66.5% of my Claude Code tokens were being spent on output I never needed to read in full. Over 7,172 commands, I watched 37.2M input tokens compress down to 12.5M, which is a number I had to re-check three times before I believed it. The piece of software responsible is 200 lines of glue sitting between my shell and the agent, and it cost me thirty seconds to install.
TL;DR: A thin CLI proxy called contextzip (built on the upstream RTK toolkit) compressed 24.7M tokens out of my Claude Code sessions across 7,172 commands by rewriting git, ls, cat, and curl output before the model ever saw it. Install it, register the hook, and run contextzip gain an hour later to see the receipt.
The Receipt: 24.7M Tokens You Wouldn't Have Spent
Before I explain the mechanism, look at what it actually produced on my machine. This is raw output from contextzip gain, cleaned up into a stable column layout so DEV.to doesn't mangle it.
contextzip gain — lifetime stats
────────────────────────────────────────────────────
total commands processed 7,172
input tokens (pre-compress) 37,200,000
output tokens (post-compress) 12,500,000
tokens saved 24,700,000
average compression 66.5%
average exec time / command 5m 3s
────────────────────────────────────────────────────
top wins by absolute savings
────────────────────────────────────────────────────
contextzip read 768 calls 15.3M saved 29.0% avg
contextzip ls 2,251 calls 741.3K saved 63.5% avg
contextzip:toml ps aux 26 calls — 98.1% avg
contextzip curl -s https://… 4 calls — 100.0% avg
────────────────────────────────────────────────────
That is not a synthetic benchmark. Every number in that block is a command I actually ran against a real codebase, over real sessions, on a real Mac running zsh on darwin. 7,172 is a statistically meaningful sample size, which matters because most posts about token optimization are written after twelve runs and a vibe.
The moment I saw that contextzip read alone had saved 15.3M tokens, I kept scrolling the log to check I wasn't misreading a unit. I wasn't. A single subcommand across 768 invocations had saved more tokens than my entire previous month of API spend.
Why cat Is a Tax You Pay Twice
Here is the contrarian claim, and I want to state it plainly: most token-saving advice is wrong because it optimizes the wrong layer. People obsess over prompt wording and system-instruction length while ignoring the fact that every cat package-lock.json dumps 200KB of mostly-redundant JSON straight into the agent's context window.

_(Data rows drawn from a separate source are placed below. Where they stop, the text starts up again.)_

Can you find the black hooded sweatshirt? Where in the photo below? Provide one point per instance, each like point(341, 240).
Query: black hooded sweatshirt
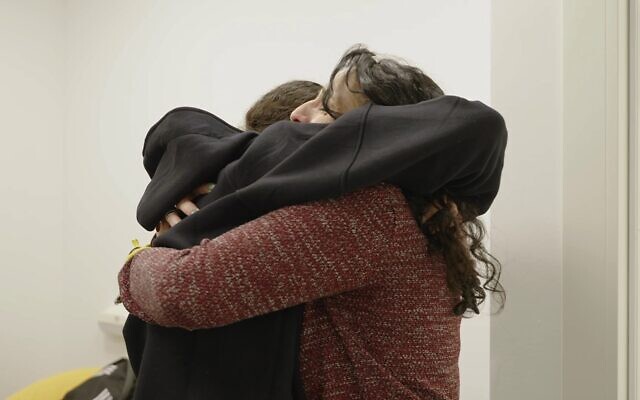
point(447, 143)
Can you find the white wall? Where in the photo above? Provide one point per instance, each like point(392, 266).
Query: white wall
point(33, 284)
point(559, 224)
point(526, 219)
point(130, 62)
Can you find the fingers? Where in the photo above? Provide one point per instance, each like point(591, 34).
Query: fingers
point(162, 227)
point(203, 189)
point(187, 206)
point(172, 218)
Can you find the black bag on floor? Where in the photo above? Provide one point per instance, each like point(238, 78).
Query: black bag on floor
point(113, 382)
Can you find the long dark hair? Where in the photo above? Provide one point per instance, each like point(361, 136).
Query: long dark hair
point(454, 229)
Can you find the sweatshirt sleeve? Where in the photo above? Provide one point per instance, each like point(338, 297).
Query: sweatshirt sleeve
point(289, 256)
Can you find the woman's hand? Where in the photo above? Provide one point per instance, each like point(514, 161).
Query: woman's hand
point(186, 205)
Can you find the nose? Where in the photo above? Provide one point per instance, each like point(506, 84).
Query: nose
point(301, 113)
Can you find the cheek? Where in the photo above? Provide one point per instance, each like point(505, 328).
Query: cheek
point(322, 118)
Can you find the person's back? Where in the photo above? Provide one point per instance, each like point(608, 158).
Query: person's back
point(394, 339)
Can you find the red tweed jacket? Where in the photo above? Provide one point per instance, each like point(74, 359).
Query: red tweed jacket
point(378, 320)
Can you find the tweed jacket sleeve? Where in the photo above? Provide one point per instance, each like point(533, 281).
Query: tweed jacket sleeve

When Claude Code runs a shell command inside a session, the command's stdout becomes input tokens on the very next turn. You are not just paying for the bytes to exist in your terminal, you are paying for the model to ingest them. cat on a moderately large file is an invisible multi-thousand-token purchase, and you already hit "enter" on it.
Now double that thought. The agent reads the output, summarizes it back to you in its reply, and those summary tokens are also billed. You pay to feed the file in, then you pay for the model to narrate it back. That is the tax you pay twice, and it is the default behavior of every Claude Code session you have ever run.
RTK's contribution, which contextzip wraps, is lossless or near-lossless compression of that stdout before the bytes ever reach the model. Structured output (JSON, TOML, process tables, directory listings) has enormous redundancy. The toolkit strips schema repetition, collapses whitespace it can reconstruct, and returns a form the model parses just as reliably as the original.
If you're burning through Claude Code tokens without this layer, you're paying Anthropic for compression they'd happily let you skip.
The Hook That Makes It Invisible
The cleverest part of the setup is not the compression. It is the fact that I never type contextzip manually, and neither does the agent.
Claude Code supports a pre-command hook that can rewrite shell invocations before they execute. contextzip ships with a hook config that transparently prefixes contextzip onto a list of common read-only commands: git, ls, cat, curl, ps, head, tail, find, and a few others. When the agent says git status, the hook silently rewrites it to contextzip git status, the proxy runs the real git status, compresses the output, and returns the compressed form.
The rewrite itself costs zero tokens. It happens in the harness, not in the model, so the agent never sees the contextzip prefix and never reasons about it. From Claude's perspective, it ran git status and got back slightly more compact output than it expected. From your bill's perspective, you just skipped a tax bracket.
This is why the approach works where earlier attempts (summarize-on-read proxies, agent-side filtering) failed. Anything that requires the model to understand the compression layer will leak tokens through the compression layer. Invisibility is the feature.
What Compresses, What Doesn't
You should not expect every command to hit the 66.5% average. The distribution is lopsided on purpose, and knowing the shape helps you predict your own savings before you install anything.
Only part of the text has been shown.